The first doctor to hold the seat being funded by Clancy's donation, Dr. Terrence P. O'Brien, has treated the writer, who was diagnosed in 2001 with pathological myopia. The rare type of nearsightedness, in which the eyeball continues to elongate, can lead to profound vision loss.

Clancy has been a longtime supporter of Johns Hopkins' Wilmer Eye Institute and has included the institute in his books. The wife of his swashbuckling character Jack Ryan, for example, is a surgeon at the institute.

Pat Sajak and Vanna White know where they stand in history.

It's been more than two decades since Sajak, 58, and White, 48, joined the "Wheel of Fortune" game show, but the co-hosts who so perfectly synchronize the motions of spinning the wheel and turning the letters say this will be the last stop in their careers.

"I'm at peace with what my obituary's going to say," said Sajak, who was taping episodes of "Wheel" last weekend on the show's first-ever stop in Kansas City.

Both once had other aspirations, until "Wheel of Fortune" become a TV behemoth. But they say they're OK with that.

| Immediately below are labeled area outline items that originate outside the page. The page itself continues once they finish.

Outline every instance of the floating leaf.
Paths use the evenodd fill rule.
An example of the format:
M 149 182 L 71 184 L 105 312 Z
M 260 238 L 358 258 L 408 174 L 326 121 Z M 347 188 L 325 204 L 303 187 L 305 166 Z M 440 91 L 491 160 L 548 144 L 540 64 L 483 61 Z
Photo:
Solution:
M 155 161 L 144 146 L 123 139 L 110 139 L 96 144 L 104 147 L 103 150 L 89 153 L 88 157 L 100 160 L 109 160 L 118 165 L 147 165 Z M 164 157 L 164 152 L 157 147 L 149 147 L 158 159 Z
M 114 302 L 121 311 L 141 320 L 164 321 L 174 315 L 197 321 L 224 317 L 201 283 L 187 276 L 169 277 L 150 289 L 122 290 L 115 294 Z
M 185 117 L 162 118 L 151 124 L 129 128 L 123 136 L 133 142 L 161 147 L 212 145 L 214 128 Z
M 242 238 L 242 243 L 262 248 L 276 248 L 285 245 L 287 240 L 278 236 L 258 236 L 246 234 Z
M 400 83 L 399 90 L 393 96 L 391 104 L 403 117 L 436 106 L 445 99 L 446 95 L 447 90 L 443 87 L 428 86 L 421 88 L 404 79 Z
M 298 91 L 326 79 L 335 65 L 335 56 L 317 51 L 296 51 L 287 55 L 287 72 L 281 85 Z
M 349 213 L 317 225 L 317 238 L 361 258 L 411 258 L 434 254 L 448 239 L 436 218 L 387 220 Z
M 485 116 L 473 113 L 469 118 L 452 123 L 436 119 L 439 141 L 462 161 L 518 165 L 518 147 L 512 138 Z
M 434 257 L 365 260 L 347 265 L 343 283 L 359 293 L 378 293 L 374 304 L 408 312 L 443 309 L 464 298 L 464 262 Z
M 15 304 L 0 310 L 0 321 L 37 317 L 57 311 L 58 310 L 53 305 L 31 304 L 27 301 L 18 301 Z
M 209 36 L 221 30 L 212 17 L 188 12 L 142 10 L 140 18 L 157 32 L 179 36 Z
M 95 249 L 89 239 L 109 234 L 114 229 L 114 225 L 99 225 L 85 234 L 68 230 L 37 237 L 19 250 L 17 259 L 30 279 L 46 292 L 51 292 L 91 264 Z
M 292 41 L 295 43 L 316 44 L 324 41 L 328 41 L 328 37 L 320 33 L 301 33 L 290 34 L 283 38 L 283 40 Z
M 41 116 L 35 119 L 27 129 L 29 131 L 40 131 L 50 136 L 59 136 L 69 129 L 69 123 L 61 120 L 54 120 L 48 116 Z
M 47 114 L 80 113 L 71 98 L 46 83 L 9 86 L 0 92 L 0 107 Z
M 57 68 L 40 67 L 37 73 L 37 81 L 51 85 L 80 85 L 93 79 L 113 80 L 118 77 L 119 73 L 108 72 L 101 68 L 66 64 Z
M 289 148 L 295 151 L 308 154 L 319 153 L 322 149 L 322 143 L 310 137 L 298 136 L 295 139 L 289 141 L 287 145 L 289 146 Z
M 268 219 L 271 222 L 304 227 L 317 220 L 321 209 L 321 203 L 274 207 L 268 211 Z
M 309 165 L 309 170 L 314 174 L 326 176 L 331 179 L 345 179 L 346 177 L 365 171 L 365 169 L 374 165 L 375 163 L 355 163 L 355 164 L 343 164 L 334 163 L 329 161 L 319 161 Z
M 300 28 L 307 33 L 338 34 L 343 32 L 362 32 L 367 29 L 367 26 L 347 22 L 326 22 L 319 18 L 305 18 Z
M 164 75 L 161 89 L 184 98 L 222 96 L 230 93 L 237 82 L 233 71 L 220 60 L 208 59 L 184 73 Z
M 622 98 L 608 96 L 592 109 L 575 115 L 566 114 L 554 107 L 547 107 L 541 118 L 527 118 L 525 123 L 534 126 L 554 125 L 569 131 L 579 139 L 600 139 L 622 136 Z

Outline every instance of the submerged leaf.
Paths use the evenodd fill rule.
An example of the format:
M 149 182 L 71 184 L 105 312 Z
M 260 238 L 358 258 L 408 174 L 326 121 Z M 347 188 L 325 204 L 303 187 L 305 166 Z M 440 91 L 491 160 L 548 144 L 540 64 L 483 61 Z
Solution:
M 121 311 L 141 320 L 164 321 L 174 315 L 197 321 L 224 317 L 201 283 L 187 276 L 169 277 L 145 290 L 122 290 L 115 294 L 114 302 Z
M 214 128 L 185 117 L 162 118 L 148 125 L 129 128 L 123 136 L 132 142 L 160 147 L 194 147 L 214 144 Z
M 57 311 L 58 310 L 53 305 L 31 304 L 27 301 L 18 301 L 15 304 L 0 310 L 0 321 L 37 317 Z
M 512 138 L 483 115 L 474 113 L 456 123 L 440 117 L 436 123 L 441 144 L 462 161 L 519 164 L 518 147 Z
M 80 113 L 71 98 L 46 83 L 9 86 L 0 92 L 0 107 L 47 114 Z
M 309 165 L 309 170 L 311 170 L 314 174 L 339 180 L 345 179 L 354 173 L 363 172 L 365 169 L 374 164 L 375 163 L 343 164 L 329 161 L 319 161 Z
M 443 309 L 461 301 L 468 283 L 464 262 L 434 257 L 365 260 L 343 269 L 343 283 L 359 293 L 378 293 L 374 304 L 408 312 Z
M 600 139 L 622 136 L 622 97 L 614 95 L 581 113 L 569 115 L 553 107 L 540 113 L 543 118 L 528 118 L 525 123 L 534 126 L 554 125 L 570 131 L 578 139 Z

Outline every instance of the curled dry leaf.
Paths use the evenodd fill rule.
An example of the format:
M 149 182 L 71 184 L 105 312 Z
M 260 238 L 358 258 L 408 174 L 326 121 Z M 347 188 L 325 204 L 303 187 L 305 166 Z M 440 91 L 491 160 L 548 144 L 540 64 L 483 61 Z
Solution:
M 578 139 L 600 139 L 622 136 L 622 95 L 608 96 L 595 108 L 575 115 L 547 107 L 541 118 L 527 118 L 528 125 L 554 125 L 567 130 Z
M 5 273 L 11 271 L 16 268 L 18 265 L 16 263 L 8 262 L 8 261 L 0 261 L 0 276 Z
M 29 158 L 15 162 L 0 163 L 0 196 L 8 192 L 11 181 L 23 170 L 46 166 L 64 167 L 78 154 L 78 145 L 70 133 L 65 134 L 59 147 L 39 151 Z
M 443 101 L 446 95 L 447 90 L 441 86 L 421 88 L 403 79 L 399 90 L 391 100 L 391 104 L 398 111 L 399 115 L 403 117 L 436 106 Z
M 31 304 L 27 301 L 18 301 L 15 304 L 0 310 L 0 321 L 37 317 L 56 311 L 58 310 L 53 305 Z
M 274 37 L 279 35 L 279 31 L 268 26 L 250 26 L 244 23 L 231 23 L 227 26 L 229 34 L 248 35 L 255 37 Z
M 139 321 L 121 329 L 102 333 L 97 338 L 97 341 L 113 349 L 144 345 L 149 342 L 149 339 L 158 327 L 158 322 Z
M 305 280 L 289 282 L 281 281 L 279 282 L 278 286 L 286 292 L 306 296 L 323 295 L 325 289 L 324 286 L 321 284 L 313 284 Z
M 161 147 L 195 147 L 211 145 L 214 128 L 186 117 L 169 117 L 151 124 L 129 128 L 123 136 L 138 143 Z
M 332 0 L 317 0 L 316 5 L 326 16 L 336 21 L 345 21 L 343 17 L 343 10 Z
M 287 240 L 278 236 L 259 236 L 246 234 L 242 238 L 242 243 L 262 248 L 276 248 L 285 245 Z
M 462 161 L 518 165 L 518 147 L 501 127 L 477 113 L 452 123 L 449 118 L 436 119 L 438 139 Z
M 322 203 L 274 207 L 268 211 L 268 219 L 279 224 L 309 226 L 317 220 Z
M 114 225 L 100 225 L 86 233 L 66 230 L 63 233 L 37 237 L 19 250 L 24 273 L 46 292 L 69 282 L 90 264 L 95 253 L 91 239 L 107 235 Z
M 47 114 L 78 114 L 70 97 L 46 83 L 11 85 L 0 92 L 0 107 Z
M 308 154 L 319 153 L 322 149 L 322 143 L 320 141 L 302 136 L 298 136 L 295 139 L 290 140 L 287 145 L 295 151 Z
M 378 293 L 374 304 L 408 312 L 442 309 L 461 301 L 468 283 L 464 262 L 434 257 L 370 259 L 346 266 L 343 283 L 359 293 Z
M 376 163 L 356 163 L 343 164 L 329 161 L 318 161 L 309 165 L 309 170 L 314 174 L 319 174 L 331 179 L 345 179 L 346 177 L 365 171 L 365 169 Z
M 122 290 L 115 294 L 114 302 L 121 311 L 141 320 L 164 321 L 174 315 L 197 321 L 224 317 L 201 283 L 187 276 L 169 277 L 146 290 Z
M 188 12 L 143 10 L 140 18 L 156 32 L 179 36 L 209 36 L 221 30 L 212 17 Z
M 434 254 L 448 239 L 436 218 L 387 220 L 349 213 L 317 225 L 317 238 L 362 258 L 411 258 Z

They're paid well, work just a few days a month and reign over television's top syndicated show.

Neither has set a retirement date, and producers say the show will live on after them.

Dave Brubeck, Chick Corea and Sonny Rollins are among more than 500 jazz singers and musicians playing at this year's Rochester, N.Y., International Jazz Festival.

"There will be something for everyone, from new sounds to familiar favorites," said the festival's executive director, Marc Iacona.

The nine-day festival from June 10-18 will feature more than 100 performances, ranging from formal concerts to free street gigs.

Rollins will be the top draw at the Eastman Theater on June 10, with Chaka Khan and Will Downing performing the next night. Corea, along with special guest Strunz & Farah, will take the stage June 14, followed by The Dave Brubeck Quartet on June 16.

Even though he's now a rich musician, Moby is still affected by the poverty of his youth.

Moby and his mother grew up on welfare in a tony section of Connecticut.

"I was the only poor person I'd ever met, and it has kind of given me this lifelong feeling that I'm a second-class citizen, because in my formative years I was a second-class citizen," he said.

Moby, 39, says the fear of being poor again is the main reason why he's such a workaholic - according to his calculations, he hasn't taken a vacation in 10 years.

"You have this feeling like the moment you stop working, everything gets taken away," he said.